This is the end, my friend, Daredevil. Well, not really. The current volume of Daredevil ends with this issue. However, we know that Matt Murdock will soon be leaving his longtime home of Hell’s Kitchen, New York City for San Francisco with a relaunched “All-New Marvel Now” Daredevil #1. The big cliffhanger of the last issue was that Murdock was admitting in a court of law that he was, in fact, Daredevil. So this issue determined whether this was a trick or whether the truth was really out.   As I mentioned in my review of the last issue, Daredevil’s identity as Matt Murdock has come out before, but then he tried to hide it again. It wasn’t so much for himself as to preserve his law partnership with Foggy Nelson. Obviously, there are some legal/ethical problems if a lawyer involved in a case is using his vigilante identity to gain information, not to even get into superpowers. However, this issue doesn’t pull punches regarding Murdock’s admission in Daredevil #35. In #36, he not only admits in court to being Daredevil, but he reveals his origin and powers.  

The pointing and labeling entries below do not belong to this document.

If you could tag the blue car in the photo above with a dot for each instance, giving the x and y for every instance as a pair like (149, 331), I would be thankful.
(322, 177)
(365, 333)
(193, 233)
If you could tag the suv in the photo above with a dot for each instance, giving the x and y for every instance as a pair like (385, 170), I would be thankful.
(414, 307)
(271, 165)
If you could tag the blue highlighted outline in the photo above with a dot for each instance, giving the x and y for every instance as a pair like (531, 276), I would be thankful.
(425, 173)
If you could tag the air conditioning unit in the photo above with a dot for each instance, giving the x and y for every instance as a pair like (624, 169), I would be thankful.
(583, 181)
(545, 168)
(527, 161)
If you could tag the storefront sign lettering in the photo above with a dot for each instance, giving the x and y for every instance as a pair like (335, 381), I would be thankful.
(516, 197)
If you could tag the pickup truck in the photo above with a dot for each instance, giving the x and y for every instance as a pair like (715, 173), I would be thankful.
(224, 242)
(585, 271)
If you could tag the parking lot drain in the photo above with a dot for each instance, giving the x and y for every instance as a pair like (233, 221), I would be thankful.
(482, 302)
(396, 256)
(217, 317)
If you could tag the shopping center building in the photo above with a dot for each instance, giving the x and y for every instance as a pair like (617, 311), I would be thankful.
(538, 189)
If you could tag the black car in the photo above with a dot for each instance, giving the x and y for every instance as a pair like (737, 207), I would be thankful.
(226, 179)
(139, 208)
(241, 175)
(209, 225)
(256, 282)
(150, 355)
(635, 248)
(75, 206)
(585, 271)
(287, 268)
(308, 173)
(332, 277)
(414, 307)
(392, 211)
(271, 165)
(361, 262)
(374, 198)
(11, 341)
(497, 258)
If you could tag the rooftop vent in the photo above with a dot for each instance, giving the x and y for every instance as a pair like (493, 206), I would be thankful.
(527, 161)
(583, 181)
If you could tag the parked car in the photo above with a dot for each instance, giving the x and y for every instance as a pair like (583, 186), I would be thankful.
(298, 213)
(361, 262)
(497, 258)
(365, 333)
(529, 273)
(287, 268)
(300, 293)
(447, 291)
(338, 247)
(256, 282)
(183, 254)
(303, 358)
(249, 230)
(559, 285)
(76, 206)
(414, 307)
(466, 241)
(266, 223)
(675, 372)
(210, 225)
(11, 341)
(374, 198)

  Murdock had been backed in the corner by the white supremacist group Sons of the Serpent, who have learned his identity and are blackmailing him with the information. Murdock effectively renders their hold on him irrelevant when he admits to everyone that he’s Daredevil. This makes the Serpents come after him in the courtroom, but they’re really no match for hornhead’s radar and combat skills.   This issue makes clear that the revelation of Daredevil’s identity is definite and complete. Other superheroes are even shown reacting to the news. Though Murdock will be moving to California (where he can practice law after being disbarred by New York state), his identity will follow him everywhere. It’s a bold move by Waid because there doesn’t seem to be a way to undo this. For the foreseeable future, Matt Murdock’s identity as Daredevil will be common knowledge. It will be interesting to see how Waid pushes this, especially when Murdock starts practicing law again in California.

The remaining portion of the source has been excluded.